LONDON—Doug Shaw points out the wave-shaped roof of the 2012 Olympic aquatics center as he looks across the tracks from Platform 4B at London’s Stratford railway station. Beyond the center rises the triangulated exterior of the main Olympic stadium.
The Olympic Park has been a rapidly developing scene for the passengers who commute daily through this station to other parts of London and beyond.
They’ve also watched renovations at the station that have boosted capacity to prepare for the tens of thousands of international spectators, volunteers and athletes that will travel to the Olympic Park each day during the 2012 Olympics.
The station will operate around the clock during that time, with a capacity for 250,000 people daily, said Doug Shaw, International Mission Board missionary, who has become something of an expert on the logistics of how the Olympic games operate.
Shaw and with his wife, Marcy, have served as missionaries in Poland and London, and now he is Olympics volunteer coordinator for Southern Baptists.
The real reason the Shaws moved to London, however, was not this global sporting event, but the internationals themselves—in particular, the Polish population now living in London.
Just standing on this station platform or walking down a nearby road reveals the multicultural reality of London, with immigrants from nearly every country imaginable making this city their home.
On Stratford’s High Street—the British equivalent of an American Main Street—Eastern European women push babies in strollers, and covered women draped with headscarves carry shopping bags home.
Faces reflecting a variety of ethnicities and nationalities run to catch buses, read in the public library and work in the restaurants and shops in this east London community.
Shaw knows the area well. He frequents Stratford to observe various stages of the Olympic grounds development as he plans for the hundreds of volunteers that will come to be a part of a Southern Baptist volunteer force assisting during the Olympics. But that’s just part of his job.
The Shaws came to London in 2008 to reach out to the large Polish community here. Before moving to London, they had served nine years in Rzeszów, Poland as church planters, deep in the language and culture there.
They were set to return to their former country of service after Doug Shaw worked a stint in the stateside offices of the IMB and were praying about what city to return to in Poland.
In the course of work he was doing for the IMB’s Global Research Department, though, Shaw passed through London several times.

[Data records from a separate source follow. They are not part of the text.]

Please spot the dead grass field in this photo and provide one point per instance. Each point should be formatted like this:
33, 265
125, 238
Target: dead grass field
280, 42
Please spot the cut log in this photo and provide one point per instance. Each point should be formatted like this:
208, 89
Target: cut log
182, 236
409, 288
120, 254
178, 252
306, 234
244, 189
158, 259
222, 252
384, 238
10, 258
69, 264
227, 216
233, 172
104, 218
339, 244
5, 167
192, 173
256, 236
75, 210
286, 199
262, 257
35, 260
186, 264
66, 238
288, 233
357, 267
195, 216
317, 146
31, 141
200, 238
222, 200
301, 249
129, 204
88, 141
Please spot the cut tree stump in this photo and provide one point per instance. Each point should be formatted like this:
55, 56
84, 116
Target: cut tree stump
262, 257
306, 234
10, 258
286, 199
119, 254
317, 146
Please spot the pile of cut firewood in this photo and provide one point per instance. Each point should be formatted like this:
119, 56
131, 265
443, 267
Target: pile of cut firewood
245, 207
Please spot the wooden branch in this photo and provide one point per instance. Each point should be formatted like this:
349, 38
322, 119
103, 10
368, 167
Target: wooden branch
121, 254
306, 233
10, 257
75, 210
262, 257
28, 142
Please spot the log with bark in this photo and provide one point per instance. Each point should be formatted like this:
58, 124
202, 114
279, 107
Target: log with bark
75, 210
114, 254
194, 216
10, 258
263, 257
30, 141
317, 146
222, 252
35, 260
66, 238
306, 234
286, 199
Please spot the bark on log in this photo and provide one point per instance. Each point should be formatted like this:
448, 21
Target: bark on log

“We were getting ready to come back to Poland,” Marcy Shaw said. “We were praying over it. But every time Doug traveled through London he’d come back and say, ‘You wouldn’t believe all the Polish there. Everywhere I go, they’re all speaking Polish. My waiters were Polish, the people on the bus were Polish, the people on the underground were Polish, the people in the stores were Polish.’”

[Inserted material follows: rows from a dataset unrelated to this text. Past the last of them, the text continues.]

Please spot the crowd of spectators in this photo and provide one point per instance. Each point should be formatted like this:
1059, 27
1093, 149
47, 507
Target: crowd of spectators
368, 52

So, the pair began praying God would send someone to England to work with Poles.
“And God said, ‘Yeah, OK, I’ll send you,’” Marcy Shaw said.
The fact that the Shaws speak Polish smoothes the way for connecting with Poles in London. “We can meet people really easily,” she said. “It’s unusual for the English or for Americans to speak their language. When we were studying in Poland, they would say, ‘Wow, most Americans expect us to learn English and you’re learning Polish.’ So it really had an effect on them.”

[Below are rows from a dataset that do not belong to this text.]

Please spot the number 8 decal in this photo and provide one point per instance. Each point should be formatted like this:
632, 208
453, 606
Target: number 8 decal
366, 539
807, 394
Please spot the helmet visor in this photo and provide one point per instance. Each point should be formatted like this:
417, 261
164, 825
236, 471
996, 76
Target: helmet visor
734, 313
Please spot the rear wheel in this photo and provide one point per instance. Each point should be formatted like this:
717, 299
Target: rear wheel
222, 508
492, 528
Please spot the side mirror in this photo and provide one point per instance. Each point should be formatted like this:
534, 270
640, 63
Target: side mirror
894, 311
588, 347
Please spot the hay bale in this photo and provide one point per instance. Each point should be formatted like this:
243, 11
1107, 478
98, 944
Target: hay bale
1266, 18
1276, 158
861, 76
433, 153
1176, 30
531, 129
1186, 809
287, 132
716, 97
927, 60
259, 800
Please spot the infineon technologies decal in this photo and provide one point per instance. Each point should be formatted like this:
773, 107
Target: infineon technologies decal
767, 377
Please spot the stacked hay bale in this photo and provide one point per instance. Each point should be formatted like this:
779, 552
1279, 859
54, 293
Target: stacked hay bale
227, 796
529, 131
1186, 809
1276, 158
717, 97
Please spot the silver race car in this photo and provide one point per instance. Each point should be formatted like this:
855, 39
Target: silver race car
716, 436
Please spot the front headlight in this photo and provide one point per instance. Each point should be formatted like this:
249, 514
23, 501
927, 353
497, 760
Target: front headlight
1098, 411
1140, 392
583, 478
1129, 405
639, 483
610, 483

One would think the Shaws have their hands full with Polish work. So why are they also supporting the logistics for Southern Baptist volunteers for the Olympics?
Doug Shaw laughs about how he came to be in charge. “I asked my supervisor: ‘Are we doing something for the Olympics?’”
It was kind of like praying God would send someone to London to reach out to the Polish community here.
Elaine Gaston, who lived in London with her family in the mid-90s, is a writer for Woman’s Missionary Union.